Alec Simpson setzt in den dreißiger Jahren kompromisslos auf die Moderne, der von Joseph Pemberton gebaute neue Firmensitz am Piccadilly ist ein Symbol dafür. Er lässt sich von László Moholy-Nagy die Innenausstattung des Hauses entwerfen, und er vertraut dem Werbegenie William Crawford. Erstaunlicherweise verpflichtet er für die Modezeichnungen und Plakate nicht deren Chefdesigner Ashley Havinden (der das DAKS Warenzeichen entworfen hatte), sondern überredet den jungen Wiener ➱Max Hoff, nach London zu ziehen und der Firma DAKS-Simpson eine neue Identität zu geben. Und das tut Max Hoff, bis in die sechziger Jahre ist er der Marke treu. Obgleich er auch für andere Firmen gearbeitet hat, wie zum Beispiel für Fewa oder Reemtsmas Marke Astor. Ich weiß nicht, was aus DAKS-Simpson geworden wäre, wenn sie Ashley Havinden und Max Hoff nicht gehabt hätten.

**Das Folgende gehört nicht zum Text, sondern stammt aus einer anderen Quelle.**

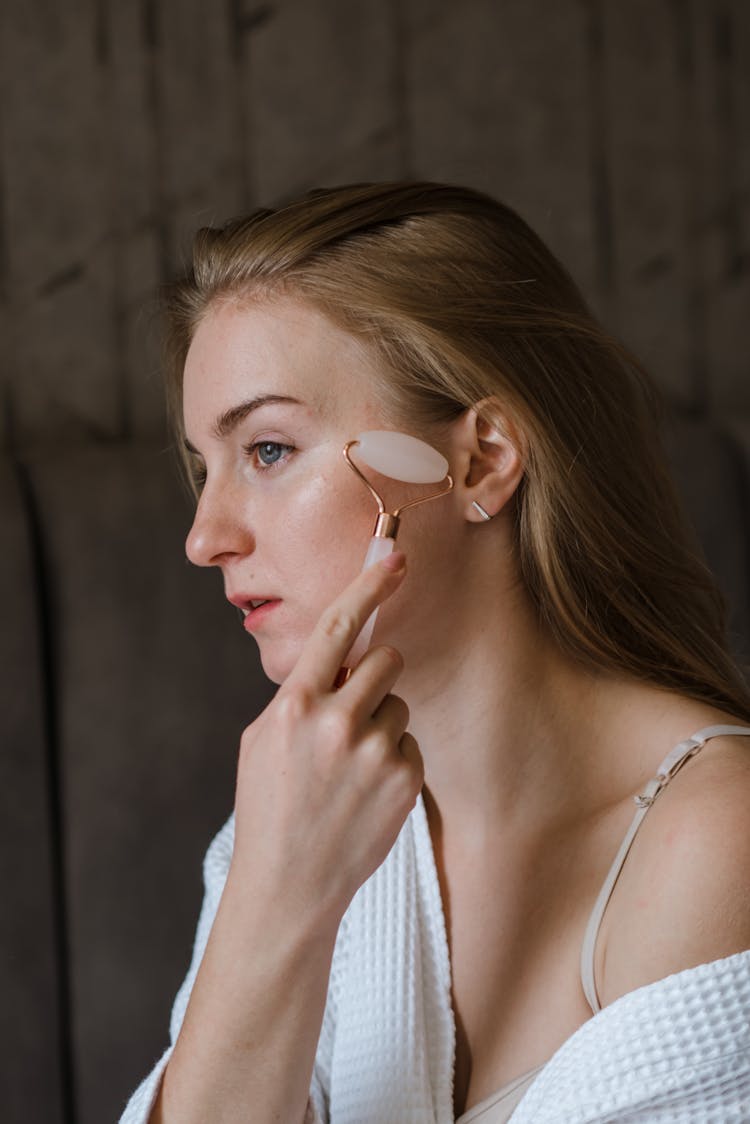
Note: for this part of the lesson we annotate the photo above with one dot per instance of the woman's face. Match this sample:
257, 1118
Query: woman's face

Die Frage nach den Hosenumschlägen scheint heute nur die selbsternannten Verfasser von Benimmregeln in hunderten von Foren zu beschäftigen. Das sind die, die das satirisch gemeinte Official Preppy Handbook für die Bibel der Kleidung nehmen. Ich will nicht verschweigen, dass der Herr von ➱Eelking (Deutschlands selbsternannter Modepapst in der Zeit, in der Frau Pappritz für den guten Ton zuständig war) in seinem Lexikon der Herrenmode auch einen Eintrag für die Hosenumschläge hat (aus dem ich oben den ersten Absatz zitiert habe).

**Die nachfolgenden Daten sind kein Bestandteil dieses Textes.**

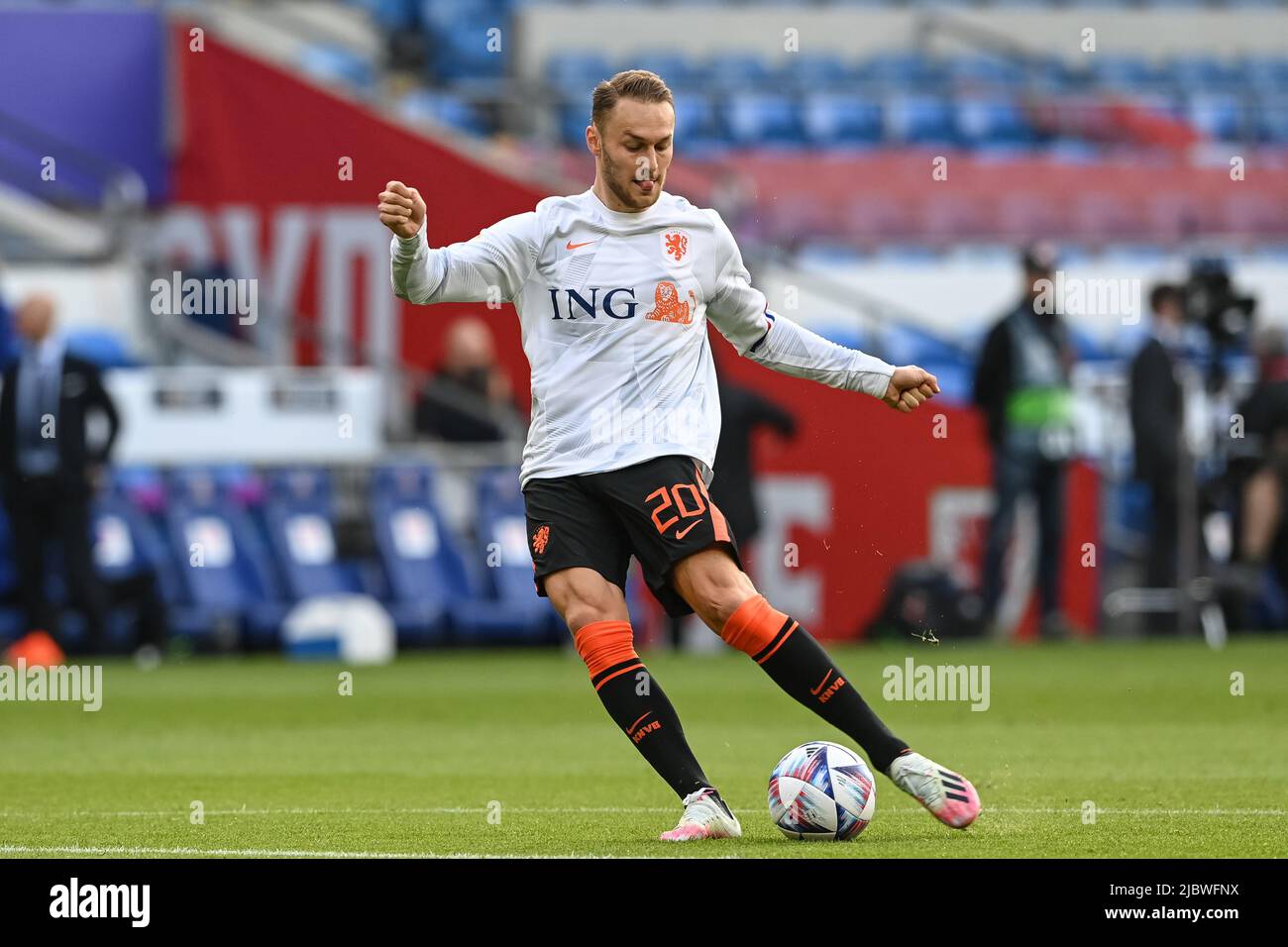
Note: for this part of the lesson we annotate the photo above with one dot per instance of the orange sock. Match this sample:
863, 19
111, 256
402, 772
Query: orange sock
608, 650
643, 712
758, 629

Die Herren, die hier Jeeves und Bertie Wooster verkörpern, sind natürlich Stephen Fry und Hugh Laurie. Bertie Wooster war in Eton und Oxford, Hugh Laurie war in Eton und Cambridge (wo er Stephen Fry kennenlernte), von daher ist er ja ideal für die Rolle in Wooster and Jeeves. Statt noch mehr aus Eelkings Lexikon der Herrenmode zu zitieren, zitiere ich zum Schluss für die P.G. Wodehouse Freunde lieber den ganzen Absatz von The Code of the Woosters, in dem Do trousers matter? vorkommt: „Yes, sir. The trousers perhaps a quarter of an inch higher, sir. One aims at the carelessly graceful break over the instep. It is matter of the nicest adjustment.“ “Like that?“ “Admirable, sir.“ I sighed. “There are moments, Jeeves, when one asks oneself, ‘Do trousers matter?’“ “The mood will pass, sir.“ “I don’t see why it should. If you can’t think of a way out of this mess, it seems to me that it is the end. Of course,“ I proceeded, on a somewhat brighter note, „you haven’t really had time to get your teeth into the problem yet. While I am at dinner, examine it once more from every angle. It is just possible that an inspiration might pop up. Inspirations do, don’t they? All in a flash, as it were?“ Und ich möchte noch einen Gruß nach Freiburg schicken, wo der Leser sitzt, der sich einen Post über Hosenumschläge gewünscht hat. Was tut man nicht alles für seine Leser.